30 June 2026 – French state-backed reinsurer CCR will no longer make new investments in companies developing new oil and gas projects across the entire value chain, according to its new investment policy published on June 29. This is the first such policy for a public reinsurer in Europe, and means CCR will no longer finance companies responsible for exacerbating climate risks worldwide. Reclaim Finance is urging other state-backed reinsurers in Europe, including FloodRe in the UK, and private (re)insurers to follow CCR’s lead.

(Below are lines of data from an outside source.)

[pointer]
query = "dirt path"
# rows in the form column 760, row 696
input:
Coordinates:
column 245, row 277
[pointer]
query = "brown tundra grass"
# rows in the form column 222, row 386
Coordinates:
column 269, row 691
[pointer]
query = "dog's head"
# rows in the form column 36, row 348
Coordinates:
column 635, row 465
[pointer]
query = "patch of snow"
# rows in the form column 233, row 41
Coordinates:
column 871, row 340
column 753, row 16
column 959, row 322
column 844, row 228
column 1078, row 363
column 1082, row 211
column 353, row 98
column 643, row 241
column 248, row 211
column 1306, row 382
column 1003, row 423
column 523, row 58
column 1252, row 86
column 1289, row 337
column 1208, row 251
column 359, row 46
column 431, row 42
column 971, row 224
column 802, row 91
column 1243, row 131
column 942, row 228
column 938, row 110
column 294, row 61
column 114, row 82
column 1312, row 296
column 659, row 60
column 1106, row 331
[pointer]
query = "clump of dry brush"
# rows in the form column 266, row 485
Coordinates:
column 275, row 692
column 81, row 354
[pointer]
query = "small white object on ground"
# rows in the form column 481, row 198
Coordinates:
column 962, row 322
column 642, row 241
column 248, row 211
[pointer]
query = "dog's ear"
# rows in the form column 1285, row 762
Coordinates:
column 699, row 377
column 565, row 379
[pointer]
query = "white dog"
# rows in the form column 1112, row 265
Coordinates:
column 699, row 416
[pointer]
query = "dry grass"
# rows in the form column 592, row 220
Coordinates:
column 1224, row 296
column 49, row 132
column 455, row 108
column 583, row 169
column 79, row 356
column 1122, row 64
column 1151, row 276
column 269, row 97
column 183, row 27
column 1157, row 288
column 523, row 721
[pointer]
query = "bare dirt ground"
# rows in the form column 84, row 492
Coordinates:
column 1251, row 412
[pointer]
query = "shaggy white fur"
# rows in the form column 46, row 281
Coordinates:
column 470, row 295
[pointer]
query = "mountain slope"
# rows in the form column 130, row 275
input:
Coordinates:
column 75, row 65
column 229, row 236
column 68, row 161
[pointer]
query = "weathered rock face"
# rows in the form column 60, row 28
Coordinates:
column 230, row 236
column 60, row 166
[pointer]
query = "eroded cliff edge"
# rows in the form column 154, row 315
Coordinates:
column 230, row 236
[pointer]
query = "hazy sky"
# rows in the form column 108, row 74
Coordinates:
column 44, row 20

In its latest Sustainability Report (1), CCR has strengthened its fossil fuel policy by ending all new direct investments in companies involved in developing new oil and gas projects across the entire value chain, including companies developing new oil and gas fields (upstream), new pipelines and new liquefied natural gas (LNG) terminals (midstream) and new oil or gas-fired power plants (downstream) (2).
The French state-backed reinsurer of natural disasters is setting an example for all state-backed reinsurers by ending support for oil and gas expansion. Insurers cannot claim to be acting to protect the public from floods, wildfires or extreme weather events if they are also investing in fossil fuel expansion. They have a responsibility not to invest in assets that make the problems worse. Other public and private insurers and reinsurers in Europe must follow this lead.
Reclaim Finance insurance campaigner Ariel Le Bourdonnec
While Reclaim Finance welcomes the new policy, it warned that an exemption for utility companies with a “greenhouse gas emissions reduction pathway aligned with the goals of the Paris Agreement” leaves the door open to some fossil fuel developers. For example, the French utility EDF claims to have a transition plan (3), but also has plans to build new gas-fired power plants that would make it the second-largest producer of electricity generated from fossil gas in Europe (4).
While different schemes for natural disaster re-insurance exist across Europe, other bodies across the continent have a similar mission to CCR and a similar responsibility to protect the public. Existing national natural catastrophe reinsurance schemes which invest in corporate bonds should follow CCR’s lead, including Spain’s Consorcio de Compensación de Seguros, Italy’s SACE and the UK reinsurance pool Flood Re (5).
Such policies should also be a pre-requisite for the creation of new public reinsurers in Germany (6) and at the European level (7). For any public reinsurer, preventing the climate risks it underwrites starts with no longer financing those risks through its investment portfolio.